I love any kind of pickle: dill, sweet, cornichons, all kinds of kimchee, krauts, pepperocini. You name it, if it’s pickled, I’ll probably eat it. So when I read this, I had to have Kuchela.

I found it easily on Amazon for $7 + shipping. Within a week, my jar arrived. The contents were a muddy, murky green.  My kids took one look and gagged. I opened it and they left the room. Kory sniffed and demurred. He says he tried it, but I’m not sure I believe him.

Finn will eat hot. Ella will eat pickle. Between them, they make one Kuchela eater, and that is me.

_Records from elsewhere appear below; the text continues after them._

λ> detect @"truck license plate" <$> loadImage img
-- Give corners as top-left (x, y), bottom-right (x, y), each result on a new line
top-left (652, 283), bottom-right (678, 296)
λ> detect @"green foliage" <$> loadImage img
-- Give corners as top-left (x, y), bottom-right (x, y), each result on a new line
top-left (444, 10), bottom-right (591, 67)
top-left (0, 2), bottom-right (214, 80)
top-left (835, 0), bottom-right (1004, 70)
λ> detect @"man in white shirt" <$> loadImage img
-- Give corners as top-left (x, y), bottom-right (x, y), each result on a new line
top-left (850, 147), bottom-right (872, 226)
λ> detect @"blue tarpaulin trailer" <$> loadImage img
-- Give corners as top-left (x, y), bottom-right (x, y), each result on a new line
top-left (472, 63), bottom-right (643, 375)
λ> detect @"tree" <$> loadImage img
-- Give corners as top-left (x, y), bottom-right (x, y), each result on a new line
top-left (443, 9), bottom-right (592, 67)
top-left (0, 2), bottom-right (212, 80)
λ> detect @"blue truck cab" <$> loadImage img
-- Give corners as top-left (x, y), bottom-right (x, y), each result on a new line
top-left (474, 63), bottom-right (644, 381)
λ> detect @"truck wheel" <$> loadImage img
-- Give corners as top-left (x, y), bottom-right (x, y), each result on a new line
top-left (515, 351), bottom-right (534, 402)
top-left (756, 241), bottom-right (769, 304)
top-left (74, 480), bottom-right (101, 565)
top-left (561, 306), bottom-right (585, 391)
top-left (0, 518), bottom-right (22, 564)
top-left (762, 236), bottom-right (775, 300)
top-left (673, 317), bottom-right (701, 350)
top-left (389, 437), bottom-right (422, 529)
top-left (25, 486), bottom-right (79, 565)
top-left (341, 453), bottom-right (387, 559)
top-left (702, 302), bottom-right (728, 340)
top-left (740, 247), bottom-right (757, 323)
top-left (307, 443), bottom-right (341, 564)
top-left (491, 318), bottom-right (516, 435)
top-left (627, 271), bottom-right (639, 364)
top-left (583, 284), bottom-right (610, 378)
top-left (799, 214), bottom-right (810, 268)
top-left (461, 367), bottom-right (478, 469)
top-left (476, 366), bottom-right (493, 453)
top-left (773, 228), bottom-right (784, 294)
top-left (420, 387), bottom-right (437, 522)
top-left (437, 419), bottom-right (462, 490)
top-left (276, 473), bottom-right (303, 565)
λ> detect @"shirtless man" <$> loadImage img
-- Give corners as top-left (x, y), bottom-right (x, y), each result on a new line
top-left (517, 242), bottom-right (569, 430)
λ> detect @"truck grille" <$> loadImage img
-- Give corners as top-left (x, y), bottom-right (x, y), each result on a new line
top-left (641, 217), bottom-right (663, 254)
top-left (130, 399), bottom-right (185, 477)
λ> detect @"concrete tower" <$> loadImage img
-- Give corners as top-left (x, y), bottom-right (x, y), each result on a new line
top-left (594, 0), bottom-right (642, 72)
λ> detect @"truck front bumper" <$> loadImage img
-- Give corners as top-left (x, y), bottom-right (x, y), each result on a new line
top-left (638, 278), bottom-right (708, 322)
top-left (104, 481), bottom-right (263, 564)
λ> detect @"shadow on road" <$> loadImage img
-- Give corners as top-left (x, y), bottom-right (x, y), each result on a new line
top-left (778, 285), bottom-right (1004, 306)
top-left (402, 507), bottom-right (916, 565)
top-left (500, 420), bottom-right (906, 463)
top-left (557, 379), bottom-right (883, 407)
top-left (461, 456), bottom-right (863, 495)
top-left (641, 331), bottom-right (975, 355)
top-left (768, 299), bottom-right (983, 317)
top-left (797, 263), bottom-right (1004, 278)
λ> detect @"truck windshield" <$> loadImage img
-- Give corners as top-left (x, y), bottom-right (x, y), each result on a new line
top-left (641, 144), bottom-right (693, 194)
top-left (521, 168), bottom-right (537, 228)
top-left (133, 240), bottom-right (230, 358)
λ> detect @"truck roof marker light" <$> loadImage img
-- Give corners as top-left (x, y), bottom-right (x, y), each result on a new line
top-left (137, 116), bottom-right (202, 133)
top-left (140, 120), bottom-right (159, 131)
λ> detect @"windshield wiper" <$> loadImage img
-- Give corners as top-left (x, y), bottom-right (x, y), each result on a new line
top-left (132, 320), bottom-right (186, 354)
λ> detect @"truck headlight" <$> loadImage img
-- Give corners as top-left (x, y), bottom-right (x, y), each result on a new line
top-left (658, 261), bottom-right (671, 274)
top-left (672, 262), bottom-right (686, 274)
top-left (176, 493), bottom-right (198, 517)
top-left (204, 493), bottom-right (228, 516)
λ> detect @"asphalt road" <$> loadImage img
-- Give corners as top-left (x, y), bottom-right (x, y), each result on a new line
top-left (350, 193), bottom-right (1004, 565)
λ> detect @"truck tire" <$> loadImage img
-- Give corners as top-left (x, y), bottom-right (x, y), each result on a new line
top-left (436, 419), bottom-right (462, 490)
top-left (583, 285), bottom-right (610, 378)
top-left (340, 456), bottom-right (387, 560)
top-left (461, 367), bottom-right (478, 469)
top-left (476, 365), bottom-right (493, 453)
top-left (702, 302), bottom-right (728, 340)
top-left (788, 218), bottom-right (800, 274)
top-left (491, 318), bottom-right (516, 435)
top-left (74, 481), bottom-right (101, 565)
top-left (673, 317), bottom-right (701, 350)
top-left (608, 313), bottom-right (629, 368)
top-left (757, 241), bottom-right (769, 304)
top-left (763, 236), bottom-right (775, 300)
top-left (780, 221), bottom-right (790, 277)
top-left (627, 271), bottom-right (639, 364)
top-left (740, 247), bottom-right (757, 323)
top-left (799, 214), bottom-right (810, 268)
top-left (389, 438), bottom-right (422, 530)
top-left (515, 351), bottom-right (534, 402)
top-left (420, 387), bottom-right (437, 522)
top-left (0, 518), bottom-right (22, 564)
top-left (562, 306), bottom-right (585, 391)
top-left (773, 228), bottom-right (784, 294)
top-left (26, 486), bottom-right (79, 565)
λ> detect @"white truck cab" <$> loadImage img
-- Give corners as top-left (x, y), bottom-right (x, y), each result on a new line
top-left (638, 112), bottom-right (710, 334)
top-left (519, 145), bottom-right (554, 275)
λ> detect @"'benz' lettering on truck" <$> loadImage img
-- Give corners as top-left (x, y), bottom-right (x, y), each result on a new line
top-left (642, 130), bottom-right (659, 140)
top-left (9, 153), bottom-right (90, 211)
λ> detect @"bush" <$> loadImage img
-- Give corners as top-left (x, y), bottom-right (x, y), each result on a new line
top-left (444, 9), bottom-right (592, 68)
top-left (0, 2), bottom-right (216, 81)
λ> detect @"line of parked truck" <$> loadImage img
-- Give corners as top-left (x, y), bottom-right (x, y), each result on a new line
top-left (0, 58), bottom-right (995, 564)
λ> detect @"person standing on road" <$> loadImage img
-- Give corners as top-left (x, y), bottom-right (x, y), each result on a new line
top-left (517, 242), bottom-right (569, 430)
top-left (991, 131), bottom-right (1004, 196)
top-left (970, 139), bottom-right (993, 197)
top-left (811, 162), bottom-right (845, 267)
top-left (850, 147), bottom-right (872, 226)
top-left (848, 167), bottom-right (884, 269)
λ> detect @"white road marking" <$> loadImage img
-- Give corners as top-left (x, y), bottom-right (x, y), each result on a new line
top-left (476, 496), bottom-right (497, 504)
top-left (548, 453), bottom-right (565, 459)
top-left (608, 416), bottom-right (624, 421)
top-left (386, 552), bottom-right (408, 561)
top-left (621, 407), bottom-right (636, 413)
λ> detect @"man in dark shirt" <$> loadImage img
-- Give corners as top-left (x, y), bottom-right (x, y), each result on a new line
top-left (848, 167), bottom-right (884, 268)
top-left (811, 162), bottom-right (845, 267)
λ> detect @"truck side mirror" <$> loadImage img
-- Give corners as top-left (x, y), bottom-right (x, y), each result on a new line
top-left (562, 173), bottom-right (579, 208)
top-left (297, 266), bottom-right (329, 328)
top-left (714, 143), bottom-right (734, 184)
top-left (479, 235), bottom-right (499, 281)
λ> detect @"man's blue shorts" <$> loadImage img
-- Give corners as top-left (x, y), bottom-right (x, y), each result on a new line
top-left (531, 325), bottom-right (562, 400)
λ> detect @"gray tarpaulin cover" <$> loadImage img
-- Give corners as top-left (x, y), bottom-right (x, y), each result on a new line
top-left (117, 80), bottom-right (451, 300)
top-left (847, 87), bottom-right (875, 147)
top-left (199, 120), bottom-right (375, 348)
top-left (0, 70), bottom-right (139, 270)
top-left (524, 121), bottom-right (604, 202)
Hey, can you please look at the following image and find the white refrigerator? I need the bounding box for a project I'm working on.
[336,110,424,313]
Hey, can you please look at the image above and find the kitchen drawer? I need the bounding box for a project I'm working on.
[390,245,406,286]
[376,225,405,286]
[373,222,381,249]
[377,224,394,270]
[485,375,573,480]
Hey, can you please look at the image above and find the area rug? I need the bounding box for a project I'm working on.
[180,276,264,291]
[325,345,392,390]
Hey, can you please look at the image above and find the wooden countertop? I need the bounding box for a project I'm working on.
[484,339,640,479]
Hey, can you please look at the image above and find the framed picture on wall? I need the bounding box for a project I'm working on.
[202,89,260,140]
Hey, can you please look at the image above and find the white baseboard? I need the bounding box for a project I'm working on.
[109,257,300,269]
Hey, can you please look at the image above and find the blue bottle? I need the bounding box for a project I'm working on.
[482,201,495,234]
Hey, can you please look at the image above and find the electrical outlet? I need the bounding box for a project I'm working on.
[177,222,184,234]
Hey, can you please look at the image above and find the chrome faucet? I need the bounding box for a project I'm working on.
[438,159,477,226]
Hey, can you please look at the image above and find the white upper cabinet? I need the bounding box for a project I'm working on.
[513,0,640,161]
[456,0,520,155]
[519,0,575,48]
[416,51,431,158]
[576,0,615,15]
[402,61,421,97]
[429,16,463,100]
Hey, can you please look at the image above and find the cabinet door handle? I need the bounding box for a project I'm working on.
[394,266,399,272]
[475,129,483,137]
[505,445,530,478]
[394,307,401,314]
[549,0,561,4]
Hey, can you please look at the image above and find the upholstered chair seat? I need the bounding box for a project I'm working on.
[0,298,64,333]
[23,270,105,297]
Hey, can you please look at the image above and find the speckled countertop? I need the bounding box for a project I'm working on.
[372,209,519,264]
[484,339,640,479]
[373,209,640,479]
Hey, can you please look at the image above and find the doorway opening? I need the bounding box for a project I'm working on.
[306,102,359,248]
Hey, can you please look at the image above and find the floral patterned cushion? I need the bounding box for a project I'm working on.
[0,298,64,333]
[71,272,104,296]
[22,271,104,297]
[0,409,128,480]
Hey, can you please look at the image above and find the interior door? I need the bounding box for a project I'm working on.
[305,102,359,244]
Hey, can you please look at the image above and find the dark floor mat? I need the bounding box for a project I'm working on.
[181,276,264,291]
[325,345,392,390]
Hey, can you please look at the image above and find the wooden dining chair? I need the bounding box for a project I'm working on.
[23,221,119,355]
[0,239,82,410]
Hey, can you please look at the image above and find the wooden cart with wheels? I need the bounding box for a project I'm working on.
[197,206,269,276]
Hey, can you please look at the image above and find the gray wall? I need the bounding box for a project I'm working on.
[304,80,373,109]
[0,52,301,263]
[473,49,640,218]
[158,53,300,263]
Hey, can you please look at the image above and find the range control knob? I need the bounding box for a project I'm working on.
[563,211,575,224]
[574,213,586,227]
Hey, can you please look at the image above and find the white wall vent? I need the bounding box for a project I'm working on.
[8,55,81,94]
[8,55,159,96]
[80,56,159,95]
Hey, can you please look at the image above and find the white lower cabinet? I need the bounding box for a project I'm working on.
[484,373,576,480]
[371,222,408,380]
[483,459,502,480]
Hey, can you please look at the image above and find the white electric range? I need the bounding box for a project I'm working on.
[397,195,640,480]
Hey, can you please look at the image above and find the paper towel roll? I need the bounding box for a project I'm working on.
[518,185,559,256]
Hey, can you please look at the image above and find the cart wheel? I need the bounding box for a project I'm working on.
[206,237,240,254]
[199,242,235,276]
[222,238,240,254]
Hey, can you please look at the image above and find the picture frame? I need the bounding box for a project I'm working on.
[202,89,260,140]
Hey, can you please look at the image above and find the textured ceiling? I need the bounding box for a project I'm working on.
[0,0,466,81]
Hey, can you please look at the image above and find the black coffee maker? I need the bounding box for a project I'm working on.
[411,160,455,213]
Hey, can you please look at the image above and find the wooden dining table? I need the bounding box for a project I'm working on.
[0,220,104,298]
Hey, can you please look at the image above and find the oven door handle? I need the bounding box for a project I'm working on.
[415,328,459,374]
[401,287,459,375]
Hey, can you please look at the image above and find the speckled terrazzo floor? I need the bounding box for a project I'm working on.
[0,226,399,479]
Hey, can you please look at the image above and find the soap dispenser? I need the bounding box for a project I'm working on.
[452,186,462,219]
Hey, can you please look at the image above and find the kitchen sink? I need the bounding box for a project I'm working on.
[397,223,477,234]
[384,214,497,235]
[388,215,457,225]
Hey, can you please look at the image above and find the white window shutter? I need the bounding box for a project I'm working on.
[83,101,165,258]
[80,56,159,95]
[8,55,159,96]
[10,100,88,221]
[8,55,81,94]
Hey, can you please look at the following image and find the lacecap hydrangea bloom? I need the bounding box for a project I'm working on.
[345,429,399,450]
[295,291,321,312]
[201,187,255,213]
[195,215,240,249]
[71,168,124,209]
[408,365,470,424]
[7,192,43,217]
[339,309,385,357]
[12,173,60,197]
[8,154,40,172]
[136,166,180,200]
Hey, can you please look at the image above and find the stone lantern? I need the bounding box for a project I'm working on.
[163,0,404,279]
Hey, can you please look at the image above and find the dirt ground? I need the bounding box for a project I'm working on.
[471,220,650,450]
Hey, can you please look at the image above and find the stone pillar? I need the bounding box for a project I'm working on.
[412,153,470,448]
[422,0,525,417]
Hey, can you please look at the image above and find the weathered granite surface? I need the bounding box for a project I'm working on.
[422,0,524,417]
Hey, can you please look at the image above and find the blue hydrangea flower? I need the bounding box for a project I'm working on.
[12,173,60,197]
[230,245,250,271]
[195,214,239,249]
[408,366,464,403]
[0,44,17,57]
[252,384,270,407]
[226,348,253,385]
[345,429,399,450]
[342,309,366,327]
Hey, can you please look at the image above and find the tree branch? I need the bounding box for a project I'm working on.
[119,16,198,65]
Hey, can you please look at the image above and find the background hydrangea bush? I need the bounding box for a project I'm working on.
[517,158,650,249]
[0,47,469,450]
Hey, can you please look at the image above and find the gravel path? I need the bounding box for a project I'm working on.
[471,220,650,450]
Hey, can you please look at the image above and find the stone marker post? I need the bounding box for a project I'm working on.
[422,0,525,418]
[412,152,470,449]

Which is great, because for once, there is a food in my house that belongs entirely to me and me alone. They scarf the berries before I get to them. They eat the Easter chocolate in the middle of the night, but this jar of Mango Kuchela, it’s mine and mine alone. I don’t even have to hoard it because no one but me will go near it.  Mothers, take this as a lesson–cultivate tastes distinct from your family if you want to feed yourself as well as your family.

As of this writing, I have finished half the jar. I eat it on eggs, and roti, and flat bread, and tofu, and curries. It is, as the song says, hotter than hot, blazing hot. It’s full-bodied, mouth-watering, salty, sour, a little sweet, and totally addictive.

The kids and Kory won’t touch it, but it has brought them untold joy, too, because whenever we eat, or even talk about eating, or even describe any food, or daily temperature that is “hot”, they break into The Song. Shoulders shake, booties twitch, and a little bit of hot kuchela madness takes over. The stuff is magic.